It seems that in almost all cases of divorce, one party has been the one who handled the money and can readily provide necessary financial documents to legal counsel handling the divorce. The other party is often left in the dark and should sit down with the CPA who prepared the tax returns and go over the documents in order to discover the true financial situation. Here are some of the items that you need to gather as part of a pre-divorce financial checklist.
The Tax Return
This could be the most important financial document the parties can provide. It reveals necessary information about the general financial situation of the couple. Specific information from the tax return and attached Schedule A includes:
- The sources of all income other than gifts that were received. It will list all W2 wages.
- It will also show any interest earned, whether from a checking or savings account, or investments at any financial institution.
- Capital gains from stocks or other investments that were sold.
- Interest paid on the mortgage.

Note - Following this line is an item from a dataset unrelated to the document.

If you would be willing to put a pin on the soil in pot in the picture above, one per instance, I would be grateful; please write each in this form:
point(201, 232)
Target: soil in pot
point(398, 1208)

It will not tell you the amount of the principal payments, but it will tell you what financial organization has the mortgage.
- Amount paid for property taxes.
- The amount given to charitable organizations.
Other Necessary Documents
Other necessary documents that need to be on the financial checklist include:
- Loan documents for the mortgage. This reveals how much is paid each month toward the principal.
- Credit card statements. These often reveal the day-to-day living expenses of the couple. They are often relied upon by the court in determining the marital standard of living.
- Trust or estate documents if there are any. The CPA may also have these documents.
- Appraisal of the family home and other real estate. In order for these to be divided during the divorce, the value of each piece of property that is part of the marital assets must be determined.
Benefits of a Collaborative Divorce to Asset Division
During a Collaborative Divorce, we sit down with the parties and put together a budget that looks at the past and helps them each get an understanding of their day-to-day expenses. This is particularly educational for the party who was not involved in handling the finances.
When they both understand what it costs to run the family home, to pay for the children’s extracurricular activities, and pay for other expenses, it gives them a baseline at what to look at going forward. They begin to understand the difference in discretionary and necessary expenses.
A Collaborative Divorce gives them the opportunity of making their own suggestions of how to manage the finances and to work within a reasonable budget going forward. Something that is not true in a fully litigated divorce case.